A timber slide is a water-filled chute or runway built to carry “cribs” of timber around rapids and waterfalls. (See also Raft). Similar devices for individual pieces of wood were called “flumes.” Timber slides contributed to the growth of the timber industry in the 19th century (see Timber Trade Industry).
Ruggles Wright, the son of Philemon Wright, is credited with building the first Canadian slide in Hull in 1829. Made of wood and designed to spread the river’s fall over a km or more, slides quickened the timber drive, lessened chances of a jam and reduced damage. (See also Timber Trade Industry). Most common in the Ottawa River valley, slides were originally private toll-levying facilities. By 1846, public slides were operating as far up the Ottawa as Lac Coulonge. By 1870, the Canadian government maintained many public slides (which also collected tolls) to facilitate the timber trade in the Ottawa River valley.
In 1860, the Prince of Wales (the future King Edward VII) rode down a timber slide on the Ottawa River during his visit to British North America.
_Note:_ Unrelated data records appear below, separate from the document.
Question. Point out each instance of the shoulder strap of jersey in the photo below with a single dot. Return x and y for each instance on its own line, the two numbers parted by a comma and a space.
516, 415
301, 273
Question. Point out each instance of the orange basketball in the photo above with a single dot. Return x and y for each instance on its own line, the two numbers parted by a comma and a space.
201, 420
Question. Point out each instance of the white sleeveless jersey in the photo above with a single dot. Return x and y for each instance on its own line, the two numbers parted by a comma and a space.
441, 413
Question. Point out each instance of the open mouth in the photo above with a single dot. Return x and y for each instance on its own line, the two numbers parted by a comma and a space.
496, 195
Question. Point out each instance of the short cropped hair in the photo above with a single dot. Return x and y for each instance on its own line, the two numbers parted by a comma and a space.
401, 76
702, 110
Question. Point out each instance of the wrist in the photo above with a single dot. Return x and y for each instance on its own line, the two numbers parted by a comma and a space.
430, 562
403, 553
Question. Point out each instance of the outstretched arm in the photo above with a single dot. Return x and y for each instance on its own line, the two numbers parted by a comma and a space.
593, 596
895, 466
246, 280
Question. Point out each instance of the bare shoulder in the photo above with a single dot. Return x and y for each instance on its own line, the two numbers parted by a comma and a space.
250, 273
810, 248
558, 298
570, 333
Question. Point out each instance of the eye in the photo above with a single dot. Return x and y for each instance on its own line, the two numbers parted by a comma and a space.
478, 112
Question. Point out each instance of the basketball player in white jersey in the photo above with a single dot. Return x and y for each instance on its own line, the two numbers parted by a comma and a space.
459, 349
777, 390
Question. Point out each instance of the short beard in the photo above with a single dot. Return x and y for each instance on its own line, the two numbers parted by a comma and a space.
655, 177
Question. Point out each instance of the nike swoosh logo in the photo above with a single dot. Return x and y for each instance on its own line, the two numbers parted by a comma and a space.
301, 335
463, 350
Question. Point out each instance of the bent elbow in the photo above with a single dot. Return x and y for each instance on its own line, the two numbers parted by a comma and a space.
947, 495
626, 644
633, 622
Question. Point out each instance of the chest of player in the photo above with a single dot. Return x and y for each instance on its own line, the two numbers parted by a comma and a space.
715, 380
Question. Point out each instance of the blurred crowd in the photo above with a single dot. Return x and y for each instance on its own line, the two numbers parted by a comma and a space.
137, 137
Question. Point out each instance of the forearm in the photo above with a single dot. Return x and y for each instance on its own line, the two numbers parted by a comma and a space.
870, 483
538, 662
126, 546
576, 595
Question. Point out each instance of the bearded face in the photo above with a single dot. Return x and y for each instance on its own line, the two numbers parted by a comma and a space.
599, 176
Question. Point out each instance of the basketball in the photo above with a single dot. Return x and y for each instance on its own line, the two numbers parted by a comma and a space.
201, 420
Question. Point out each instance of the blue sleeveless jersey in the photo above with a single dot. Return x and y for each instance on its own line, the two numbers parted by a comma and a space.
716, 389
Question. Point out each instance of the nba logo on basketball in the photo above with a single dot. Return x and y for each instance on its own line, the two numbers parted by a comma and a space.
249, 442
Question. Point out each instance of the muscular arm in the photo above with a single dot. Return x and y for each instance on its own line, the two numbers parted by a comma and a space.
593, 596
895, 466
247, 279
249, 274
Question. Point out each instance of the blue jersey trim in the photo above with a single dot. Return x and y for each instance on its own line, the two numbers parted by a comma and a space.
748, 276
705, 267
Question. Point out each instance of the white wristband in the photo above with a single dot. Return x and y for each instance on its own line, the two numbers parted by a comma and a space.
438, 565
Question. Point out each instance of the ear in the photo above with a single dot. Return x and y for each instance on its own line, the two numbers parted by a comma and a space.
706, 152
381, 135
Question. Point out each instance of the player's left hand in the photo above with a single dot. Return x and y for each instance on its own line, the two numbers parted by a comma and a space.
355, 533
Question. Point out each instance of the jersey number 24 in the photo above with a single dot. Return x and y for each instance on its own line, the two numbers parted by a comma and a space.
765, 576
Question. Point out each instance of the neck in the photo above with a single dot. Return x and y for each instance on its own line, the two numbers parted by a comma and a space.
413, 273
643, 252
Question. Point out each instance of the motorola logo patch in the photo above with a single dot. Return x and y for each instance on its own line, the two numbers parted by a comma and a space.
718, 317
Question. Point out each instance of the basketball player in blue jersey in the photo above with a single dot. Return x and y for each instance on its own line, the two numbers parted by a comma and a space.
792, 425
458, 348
Similarly, during their 1901 royal tour, the Duke and Duchess of Cornwall and York (the future King George V and future Queen Mary) rode a crib down a timber slide. (See also Royal Tours of Canada.)
For its capacity to transport timber and enhance the Canadian timber trade industry, the Hull Timber Slide was designated a National Historic Event by the Government of Canada in 1976.